As President-elect Obama continues urging Congress to spend hundreds of billions to put Americans back to work, he's also and promising strict oversight of where the money goes. Just months ago, the government spent hundreds of billions to rescue financial institutions. What's become of that money? That's what a congressional oversight committee's trying to find out.



Even with the backing of Congress, the oversight panel didn't have any better luck than CBS News did getting answers from the Treasury Department about how banks are spending $187 billion dollars in taxpayer funds, CBS News investigative correspondent Sharyl Attkisson reports.

"I was very surprised at the number of questions that we put to Treasury for which we received no response at all," said Elizabeth Warren of the Congressional Oversight Panel. She said she was "deeply surprised."

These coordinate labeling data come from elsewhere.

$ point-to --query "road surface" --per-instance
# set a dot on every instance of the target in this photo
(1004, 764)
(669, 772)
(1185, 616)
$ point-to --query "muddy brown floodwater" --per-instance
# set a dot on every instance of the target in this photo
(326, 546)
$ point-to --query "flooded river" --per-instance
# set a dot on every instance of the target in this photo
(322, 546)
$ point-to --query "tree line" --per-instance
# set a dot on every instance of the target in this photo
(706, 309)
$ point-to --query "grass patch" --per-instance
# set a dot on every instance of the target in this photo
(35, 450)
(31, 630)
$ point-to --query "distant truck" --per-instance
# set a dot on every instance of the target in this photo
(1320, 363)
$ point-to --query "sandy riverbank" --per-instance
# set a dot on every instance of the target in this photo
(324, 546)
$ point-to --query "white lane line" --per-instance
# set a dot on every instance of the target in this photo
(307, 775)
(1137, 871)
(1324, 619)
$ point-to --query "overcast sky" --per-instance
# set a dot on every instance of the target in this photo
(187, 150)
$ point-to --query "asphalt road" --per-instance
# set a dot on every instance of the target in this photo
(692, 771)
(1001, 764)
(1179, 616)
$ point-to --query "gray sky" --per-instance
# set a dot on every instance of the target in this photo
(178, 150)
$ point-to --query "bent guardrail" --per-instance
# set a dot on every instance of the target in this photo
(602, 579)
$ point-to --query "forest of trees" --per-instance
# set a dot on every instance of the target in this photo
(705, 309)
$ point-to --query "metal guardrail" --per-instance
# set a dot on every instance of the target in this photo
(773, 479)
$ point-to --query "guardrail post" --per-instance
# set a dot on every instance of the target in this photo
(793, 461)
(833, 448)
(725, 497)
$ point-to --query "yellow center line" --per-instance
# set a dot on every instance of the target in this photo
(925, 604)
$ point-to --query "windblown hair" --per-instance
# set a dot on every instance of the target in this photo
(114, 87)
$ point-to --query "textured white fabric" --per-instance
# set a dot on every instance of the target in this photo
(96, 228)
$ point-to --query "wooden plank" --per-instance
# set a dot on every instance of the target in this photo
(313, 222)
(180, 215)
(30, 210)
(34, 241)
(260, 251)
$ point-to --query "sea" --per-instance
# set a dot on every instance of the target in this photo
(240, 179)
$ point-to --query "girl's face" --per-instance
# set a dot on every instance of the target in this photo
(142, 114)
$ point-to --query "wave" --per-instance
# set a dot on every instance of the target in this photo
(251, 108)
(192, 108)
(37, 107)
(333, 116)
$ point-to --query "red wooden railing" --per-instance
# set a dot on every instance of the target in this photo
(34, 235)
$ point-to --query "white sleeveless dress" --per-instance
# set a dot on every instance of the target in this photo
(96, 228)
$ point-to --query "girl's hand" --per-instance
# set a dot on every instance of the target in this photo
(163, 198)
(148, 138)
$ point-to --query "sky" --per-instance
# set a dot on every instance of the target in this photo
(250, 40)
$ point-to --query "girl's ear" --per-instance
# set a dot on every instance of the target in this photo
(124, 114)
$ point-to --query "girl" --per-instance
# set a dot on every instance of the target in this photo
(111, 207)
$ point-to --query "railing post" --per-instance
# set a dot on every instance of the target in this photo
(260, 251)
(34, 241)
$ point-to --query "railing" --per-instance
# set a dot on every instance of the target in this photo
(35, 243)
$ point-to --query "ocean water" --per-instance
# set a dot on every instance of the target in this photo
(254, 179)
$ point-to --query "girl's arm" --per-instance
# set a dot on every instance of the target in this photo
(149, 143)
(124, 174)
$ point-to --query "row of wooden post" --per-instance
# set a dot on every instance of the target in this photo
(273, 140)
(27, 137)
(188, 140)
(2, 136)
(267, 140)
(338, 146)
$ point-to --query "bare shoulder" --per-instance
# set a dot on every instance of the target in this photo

Elizabeth Warren's Congressional Oversight Panel asked the Treasury Department 45 questions. But says Treasury "did not provide complete answers" and "failed to address a number of questions at all."

Therefore, more than three months into the bailout, the panel "still does not know what the banks are doing with taxpayer money."

Called TARP for short (for the Troubled Asset Relief Program, the largest part of what was known as the $700 billion bailout package), was supposed to buy failed mortgage assets morphed into an entirely different approach - invest the funds in big banks.

The oversight panel said their initial concerns have grown due to Treasury's "shifting explanations."

Today a Treasury spokesman said they are trying to track the funds but that there will be no shift in strategy to make banks more accountable.

"It's a really tough, um, challenge, because of course you know there are many factors at work," said Assistant Treasury Secretary Phillip Swagel.

Warren said: "We will get this information and, let's be clear, Treasury may not tell us everything, but we're making our own independent investigations. They're not the only ones who understand how the pieces of this work."

The bailout was supposed to bolster faith in the economy, but the oversight panel says for the treasury to have given the funds without more transparency erodes the very confidence they seek to restore.